Really weird issue when booting from zfsbootmenu

Hello folks.

Currently running openzfs 2.3 with arch linux and LTS kernel. Native encryption is being used.

Starting this morning, I’m having a ‘null’ pool issue although, zfsbootmenu is able to see the pool, report it showing as healthy but when I try to boot it states that the pool needs to be recreated.

No recent kernel updates last 5 days but an automatic scrub ran yesterday(with no errors as well)

Is there anything else I could check? Bootfs on the dataset is set correctly, from the recovery shell I can export and import the pool with no issues…
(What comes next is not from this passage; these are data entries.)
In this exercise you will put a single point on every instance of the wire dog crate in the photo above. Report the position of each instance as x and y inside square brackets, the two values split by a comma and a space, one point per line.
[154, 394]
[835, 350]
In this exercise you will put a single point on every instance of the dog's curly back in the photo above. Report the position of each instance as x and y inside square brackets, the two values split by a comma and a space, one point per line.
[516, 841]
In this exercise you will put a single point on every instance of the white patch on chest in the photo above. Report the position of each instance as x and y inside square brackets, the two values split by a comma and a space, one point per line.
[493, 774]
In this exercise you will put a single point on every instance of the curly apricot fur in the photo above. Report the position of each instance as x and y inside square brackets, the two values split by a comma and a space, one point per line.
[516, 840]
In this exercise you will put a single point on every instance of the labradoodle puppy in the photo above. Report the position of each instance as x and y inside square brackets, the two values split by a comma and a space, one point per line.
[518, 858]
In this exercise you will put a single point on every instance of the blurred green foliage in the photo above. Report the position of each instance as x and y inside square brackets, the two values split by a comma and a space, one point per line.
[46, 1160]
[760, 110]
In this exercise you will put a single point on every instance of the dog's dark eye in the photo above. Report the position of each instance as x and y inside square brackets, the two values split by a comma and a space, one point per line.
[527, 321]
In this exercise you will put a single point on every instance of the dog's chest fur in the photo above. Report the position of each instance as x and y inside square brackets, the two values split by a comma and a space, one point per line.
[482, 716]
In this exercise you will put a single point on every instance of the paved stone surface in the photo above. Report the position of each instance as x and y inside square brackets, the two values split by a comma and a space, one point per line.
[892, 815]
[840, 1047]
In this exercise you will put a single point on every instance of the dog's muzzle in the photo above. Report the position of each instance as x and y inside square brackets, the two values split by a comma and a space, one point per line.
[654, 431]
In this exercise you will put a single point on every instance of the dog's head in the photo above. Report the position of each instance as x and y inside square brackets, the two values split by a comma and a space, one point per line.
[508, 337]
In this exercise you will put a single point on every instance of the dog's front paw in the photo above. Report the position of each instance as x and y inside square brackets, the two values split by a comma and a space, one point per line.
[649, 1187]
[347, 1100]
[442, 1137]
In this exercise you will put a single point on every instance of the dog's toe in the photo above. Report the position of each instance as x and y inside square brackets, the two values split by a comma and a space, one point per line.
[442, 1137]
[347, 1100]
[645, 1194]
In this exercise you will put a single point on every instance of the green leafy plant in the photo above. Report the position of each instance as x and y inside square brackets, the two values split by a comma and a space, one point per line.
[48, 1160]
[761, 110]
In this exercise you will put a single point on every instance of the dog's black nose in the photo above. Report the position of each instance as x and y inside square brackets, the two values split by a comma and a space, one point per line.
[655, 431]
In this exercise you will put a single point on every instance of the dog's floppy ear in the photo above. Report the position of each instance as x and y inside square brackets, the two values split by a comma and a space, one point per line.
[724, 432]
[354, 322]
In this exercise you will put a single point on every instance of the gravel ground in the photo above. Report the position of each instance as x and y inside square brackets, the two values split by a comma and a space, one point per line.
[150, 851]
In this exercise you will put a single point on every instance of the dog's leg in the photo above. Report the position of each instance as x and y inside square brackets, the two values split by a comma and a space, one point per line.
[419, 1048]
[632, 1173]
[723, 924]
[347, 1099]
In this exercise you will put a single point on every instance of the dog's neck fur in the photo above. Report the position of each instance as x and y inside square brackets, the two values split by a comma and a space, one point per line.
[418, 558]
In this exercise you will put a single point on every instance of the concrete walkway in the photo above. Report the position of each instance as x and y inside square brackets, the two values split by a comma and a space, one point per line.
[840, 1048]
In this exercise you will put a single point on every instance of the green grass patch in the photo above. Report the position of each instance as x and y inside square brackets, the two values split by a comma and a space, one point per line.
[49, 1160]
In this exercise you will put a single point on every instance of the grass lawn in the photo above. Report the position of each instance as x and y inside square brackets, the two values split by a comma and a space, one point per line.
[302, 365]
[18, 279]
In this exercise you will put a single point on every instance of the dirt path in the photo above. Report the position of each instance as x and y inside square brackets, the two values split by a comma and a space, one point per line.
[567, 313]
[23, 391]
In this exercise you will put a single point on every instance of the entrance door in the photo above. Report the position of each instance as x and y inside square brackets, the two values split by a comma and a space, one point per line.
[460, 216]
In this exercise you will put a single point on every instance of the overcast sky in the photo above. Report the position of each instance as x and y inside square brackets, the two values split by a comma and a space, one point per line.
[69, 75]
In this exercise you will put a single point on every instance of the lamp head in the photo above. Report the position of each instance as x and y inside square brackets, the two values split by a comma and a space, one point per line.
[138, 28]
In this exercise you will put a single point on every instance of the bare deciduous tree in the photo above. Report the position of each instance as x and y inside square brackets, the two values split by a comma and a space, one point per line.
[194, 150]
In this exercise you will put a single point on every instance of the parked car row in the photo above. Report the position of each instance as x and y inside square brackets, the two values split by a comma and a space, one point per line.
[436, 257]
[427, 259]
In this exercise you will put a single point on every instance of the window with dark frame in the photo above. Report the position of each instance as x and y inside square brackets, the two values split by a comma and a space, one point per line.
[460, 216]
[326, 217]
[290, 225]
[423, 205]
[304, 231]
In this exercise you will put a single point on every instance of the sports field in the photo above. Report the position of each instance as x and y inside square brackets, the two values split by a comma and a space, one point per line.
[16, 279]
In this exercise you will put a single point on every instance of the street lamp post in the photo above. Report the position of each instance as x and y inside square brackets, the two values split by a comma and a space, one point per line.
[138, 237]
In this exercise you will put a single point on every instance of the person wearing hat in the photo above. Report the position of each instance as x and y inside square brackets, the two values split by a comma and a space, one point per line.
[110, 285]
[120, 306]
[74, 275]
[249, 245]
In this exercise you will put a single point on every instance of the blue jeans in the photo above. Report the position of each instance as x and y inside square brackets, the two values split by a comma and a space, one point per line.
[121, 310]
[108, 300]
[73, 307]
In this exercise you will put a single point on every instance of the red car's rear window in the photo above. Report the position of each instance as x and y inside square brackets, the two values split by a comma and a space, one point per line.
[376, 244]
Some extra information as well:

Report:

Edit: Solved.

  • Booted using an archiso-zfs.
  • Imported pool at /mnt, loaded keys with zfs load-key -aL to force prompt instead of file keys for zfs encryption.
  • Regenerated initrd by force reinstalling linux-lts.
  • After that, during boot it crashed stating that this pool was previously imported and used by “archiso”
  • Exporte the pool from zfsbootmenu recovery shell, and used the FORCE flag while re-importing the pool.
  • System booted.

Really weird but, it worked. It must have been something else since kernel had not been updated in a while and I’ve even tried to boot on a snapshot from 6 days ago, and the last maintenance on this pool was the automatic weekly scrub, which still indicates 0B repaired…

1 Like

I’m glad you got it sorted. I had a similar problem with an Ubuntu installation that just suddenly refused to boot, despite the pool being fine, and I never could get it running again.

Personally, I stopped using zfsbootmenu after that–it’s very nice to have a proper ZFS boot environment, but it’s easier for me to manage boot-and-root off of mdraid1, and leave ZFS for the after-the-system-is-booted data!

I suspect there is something with the cachefile going here like a bug but, I have no idea on how to reproduce again and maybe report to openzfs.

scrub was running, the laptop was under some load (nothing exhaustive, just gaming while the scrub was running so, some extra CPU and GPU load), weekly scrub process finished flawlessly and next day when I tried to boot, got contemplated with this null pool.

I’m studying the possibility of not relying on the cachefile anymore for this specific laptop setup by setting cachefile=none, disabling zfs-import-cache.service and enabling zfs-import-scan.service to force import of any pools on boot.